Para ilustrar o objeto do Sujeito Pós-Moderno, utilizamos a intertextualidade, as
máquinas e tentamos representar o espaço e o tempo. Assim foi criado um vídeo, com
colagens digitais que representavam diferentes momentos e identidades de uma das
participantes do projeto, no final com todas essas identidades individuais multiplicadas e
misturadas. Para apresentar o projeto, resolvemos utilizar o canvas como uma materialização
do do indivíduo, uma tela em branco onde a cada momento poderia ser criado, recriado,
representado e ressignificado. Dessa maneira, o ideal seria colocarmos um projetor, para que
assim a identidade do indivíduo fosse apresentada em seu corpo.
Despropositadamente nos vimos em um dos males da modernidade: depender da
tecnologia. O projetor, nosso objeto tecnológico escolhido nos veio a falhar e com isso
precisávamos entrar com uma nova ideia, um novo meio de nos comunicarmos. Acabou que
nosso projetor criado em casa com caixa de papelão, fez parte da direção de arte do projeto e
nos ajudou a significar o nosso sujeito.

Figura 5: mosaico do Sujeito Pós-moderno


Considerações finais

O trabalho buscou pensar formas possíveis de representar os três conceitos de Hall,


que são muito caros para entender o papel da identidade na contemporaneidade. Com cada
linguagem exercendo uma função específica, com os elementos pontuados dentro das obras
para fixar a materialização do sujeito. Através da direção de arte, a finalidade foi pensar na
significância e em como nada que está inserido é por acaso.
Se pensarmos no ponto de vista do roteiro (o texto em estudo), cada elemento inserido
dentro das imagens e instalação são uma interpretação pessoal das palavras ditas por Stuart
Hall. Como visto em nossos estudos, a semiótica se torna nossa ferramenta para adicionar os
significados e símbolos postos em nossa direção de arte. Como pontua Lucia Santaella, “... o
signo, fosse capaz de atingir a mais absoluta identidade e completude em relação ao objeto
que representa, então não seria mais um signo, seria o próprio objeto, e este, o objeto, estaria
fadado ao desaparecimento”. Então o trabalho trata de construir versões visuais, de nossas
próprias interpretações do trabalho de Hall.

Lista de Imagens
Fig. 1: mosaico de imagens Sujeito Iluminista (página 2)

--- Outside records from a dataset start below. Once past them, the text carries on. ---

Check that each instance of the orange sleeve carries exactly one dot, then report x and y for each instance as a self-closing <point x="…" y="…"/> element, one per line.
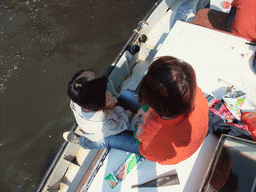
<point x="235" y="3"/>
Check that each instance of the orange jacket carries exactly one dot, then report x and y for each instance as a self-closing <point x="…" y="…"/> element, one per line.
<point x="172" y="141"/>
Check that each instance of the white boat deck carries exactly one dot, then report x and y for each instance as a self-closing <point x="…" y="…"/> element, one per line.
<point x="214" y="55"/>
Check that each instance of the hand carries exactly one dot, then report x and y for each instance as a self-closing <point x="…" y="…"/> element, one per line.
<point x="128" y="113"/>
<point x="110" y="101"/>
<point x="140" y="114"/>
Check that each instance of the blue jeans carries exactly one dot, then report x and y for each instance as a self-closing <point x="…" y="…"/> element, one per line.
<point x="124" y="141"/>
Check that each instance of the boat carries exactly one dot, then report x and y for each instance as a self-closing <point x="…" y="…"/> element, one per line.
<point x="201" y="40"/>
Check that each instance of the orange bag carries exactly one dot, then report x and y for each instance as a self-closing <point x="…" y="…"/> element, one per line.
<point x="249" y="119"/>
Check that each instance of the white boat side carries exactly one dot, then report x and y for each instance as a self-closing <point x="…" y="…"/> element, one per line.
<point x="188" y="42"/>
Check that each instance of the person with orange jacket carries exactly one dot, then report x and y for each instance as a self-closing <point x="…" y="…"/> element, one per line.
<point x="175" y="112"/>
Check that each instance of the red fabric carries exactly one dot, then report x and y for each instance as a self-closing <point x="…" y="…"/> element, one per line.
<point x="249" y="119"/>
<point x="244" y="24"/>
<point x="172" y="141"/>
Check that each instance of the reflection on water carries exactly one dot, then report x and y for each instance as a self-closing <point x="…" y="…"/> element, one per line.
<point x="43" y="43"/>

Fig. 2: video do Sujeito Iluminista (página 3)

Fig. 3: imagem espelhada (página 4)

Fig. 4: visão do sujeito a partir do filtro “social” (página 4)

Fig. 5: mosaico do Sujeito Pós-moderno (página 5)

Referências bibliográficas

HALL, Stuart. A identidade cultural na pós-modernidade. Tradução: Tomaz Tadeu da


Silva &. Guaciara Lopes Louro. Rio de. Janeiro: Lamparina, 2014.

MERCER, Kobena. Black art and the burden of representation, Third Text, 4:10,61-78,
DOI: 10.1080/0952882900857625, 1990.

SANTAELLA, Lúcia. O signo à luz do espelho. In:______. FOLHETIM, set.1984.